The IR and Raman spectroscopic analyses further support the adsorption of amino acids on the pristine, doped, and hydroxyl-functionalized GQD surfaces. For the hydroxylated structures, the formation of dual hydrogen bonds between the –OH groups and the functional groups of glycine or serine results in clear red shifts in the O–H and N–H stretching modes, indicating enhanced intermolecular interactions. Doped systems exhibit more pronounced perturbations in vibrational features, with the introduction of B and N atoms modulating local electron densities and shifting characteristic C
C and C–O vibrational bands. These dopant-induced changes alter the polarizability of the π-framework, producing Raman peak shifts that align with increased charge transfer upon adsorption.
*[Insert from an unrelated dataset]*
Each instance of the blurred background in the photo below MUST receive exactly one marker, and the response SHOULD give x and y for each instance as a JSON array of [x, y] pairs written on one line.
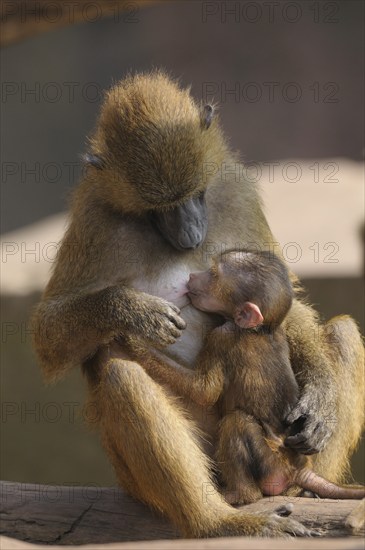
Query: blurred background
[[288, 78]]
Notably, double-doped GNB_2 and GBN_2 surfaces display the most significant spectral variations, correlating with their larger interaction energies and lower HOMO–LUMO gaps. Overall, the combined IR and Raman findings confirm that doping and functionalization not only enhance amino acid adsorption but also significantly influence the vibrational response of the GQD framework, reflecting the electronic and structural reorganization caused by surface–molecule interactions.
Interaction energy analysis shows that both singly and doubly doped GQDs enhance amino acid adsorption, providing binding strengths sufficient for stable attachment yet weak enough to preserve physisorption and enable controlled release. The observed IR and Raman shifts—particularly in O–H, N–H, and C
O stretching regions, as well as changes in the D and G bands—confirm that these modified GQD surfaces readily form noncovalent hydrogen-bonding and charge–transfer interactions with glycine and serine. These vibrational signatures also serve as reliable spectroscopic markers for successful surface functionalization.
Overall, our results highlight the high tunability of GQDs through targeted doping and chemical modification and demonstrate their potential as versatile nanoscale platforms for the adsorption of small biomolecules, including amino acids and drug-like species, supporting future applications in sensing, delivery, and biointerface design.
The present work provides detailed insights into the effects of heteroatom doping, surface functionalization, and amino acid adsorption on graphene quantum dots. It relies on finite GQD models and static DFT calculations performed in the gas phase or in an implicit solvent framework. However, dynamic effects, temperature contributions, and explicit solvent interactions were not considered and may influence adsorption strengths and vibrational features under experimental conditions.
In this study, the DFT investigations were restricted to solid-state models involving ultra-small, non-periodic surfaces with no imposed symmetry. Although such models capture the essential local interactions, their experimental synthesis and direct characterization remain highly challenging. Future studies may therefore extend the calculations to physiologically relevant conditions by incorporating aqueous environments through continuum solvation models or explicit solvent treatments within DFT and molecular dynamics frameworks. In addition, the effects of pH and temperature on adsorption behavior can be systematically explored, enabling a more realistic description of amino acid–surface interactions under experimental and biological conditions.